After being favorite targets of the bears during the global financial crisis, dry bulk shippers and tanker stocks booked some decent gains in 2010. While the Baltic Dry Index isn't back to its pre-crisis levels,
it can be argued that the worst is behind the sector and this group is home to some impressive dividends and yields, making it all the more compelling for yield-starved investors.
To be sure, this isn't a perfect industry. In fact, there may be some issues to deal with right now.
Although oversupply may cause consolidation, delays, and cancellations in the short term, perhaps the burst of the shipping bubble may bring positive long term results, according to Sara Grillo for Business Insider.
For those willing to take the risk, there is the second version of the Guggenheim Shipping ETF (NYSE: SEA). We say second version because an administrative snafu led to the delistment of the old Claymore/Delta Global Shipping ETF, but that fund was quickly reborn and under the same ticker no less.

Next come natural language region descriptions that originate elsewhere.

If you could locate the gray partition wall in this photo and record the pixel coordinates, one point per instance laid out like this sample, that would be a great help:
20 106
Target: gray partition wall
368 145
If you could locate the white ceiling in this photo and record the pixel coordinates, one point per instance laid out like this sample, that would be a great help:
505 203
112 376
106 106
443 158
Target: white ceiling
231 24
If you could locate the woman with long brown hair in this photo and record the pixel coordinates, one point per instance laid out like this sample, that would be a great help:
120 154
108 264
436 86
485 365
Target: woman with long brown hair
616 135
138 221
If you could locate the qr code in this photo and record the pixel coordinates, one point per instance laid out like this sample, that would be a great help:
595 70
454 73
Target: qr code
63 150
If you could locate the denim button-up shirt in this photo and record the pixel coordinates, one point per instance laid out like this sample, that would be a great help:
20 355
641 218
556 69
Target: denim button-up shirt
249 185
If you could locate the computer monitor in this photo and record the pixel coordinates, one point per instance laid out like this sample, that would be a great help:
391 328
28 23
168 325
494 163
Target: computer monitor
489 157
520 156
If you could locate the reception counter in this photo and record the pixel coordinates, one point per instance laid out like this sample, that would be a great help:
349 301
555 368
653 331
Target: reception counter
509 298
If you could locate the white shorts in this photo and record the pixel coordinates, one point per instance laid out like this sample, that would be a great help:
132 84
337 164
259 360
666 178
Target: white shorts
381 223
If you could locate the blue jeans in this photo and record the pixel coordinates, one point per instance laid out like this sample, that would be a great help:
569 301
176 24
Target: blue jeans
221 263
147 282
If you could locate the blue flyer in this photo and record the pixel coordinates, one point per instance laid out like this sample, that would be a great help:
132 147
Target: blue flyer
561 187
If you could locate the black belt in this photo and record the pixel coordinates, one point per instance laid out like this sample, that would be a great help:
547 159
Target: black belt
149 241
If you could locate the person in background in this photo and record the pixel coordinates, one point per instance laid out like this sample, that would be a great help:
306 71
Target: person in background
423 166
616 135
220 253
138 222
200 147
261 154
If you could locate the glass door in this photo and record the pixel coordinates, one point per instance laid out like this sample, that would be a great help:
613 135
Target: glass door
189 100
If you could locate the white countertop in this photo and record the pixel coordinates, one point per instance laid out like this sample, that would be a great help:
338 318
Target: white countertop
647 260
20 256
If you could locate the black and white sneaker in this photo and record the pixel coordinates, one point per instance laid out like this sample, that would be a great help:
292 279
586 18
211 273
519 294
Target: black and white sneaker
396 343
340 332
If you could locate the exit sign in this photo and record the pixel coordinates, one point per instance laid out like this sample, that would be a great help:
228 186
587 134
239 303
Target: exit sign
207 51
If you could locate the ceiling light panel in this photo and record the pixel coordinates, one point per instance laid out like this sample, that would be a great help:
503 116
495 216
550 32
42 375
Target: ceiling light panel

SEA has gained almost 16% in the past six months and got 2011 started the right way by breaking above a downtrend line just over $28 and the chart is actually kind of attractive at this point, indicating a run to the $30 could be possible if the aforementioned near-term headwinds don't become too much of an issue.
Of course the primary catalyst for SEA's smooth sailing should be further strength in global commodities demand. If that remains the case, 2011 could be the year the dry bulk shipping sector is reborn and to make life easier, drop the stock-picking burden and sail with SEA.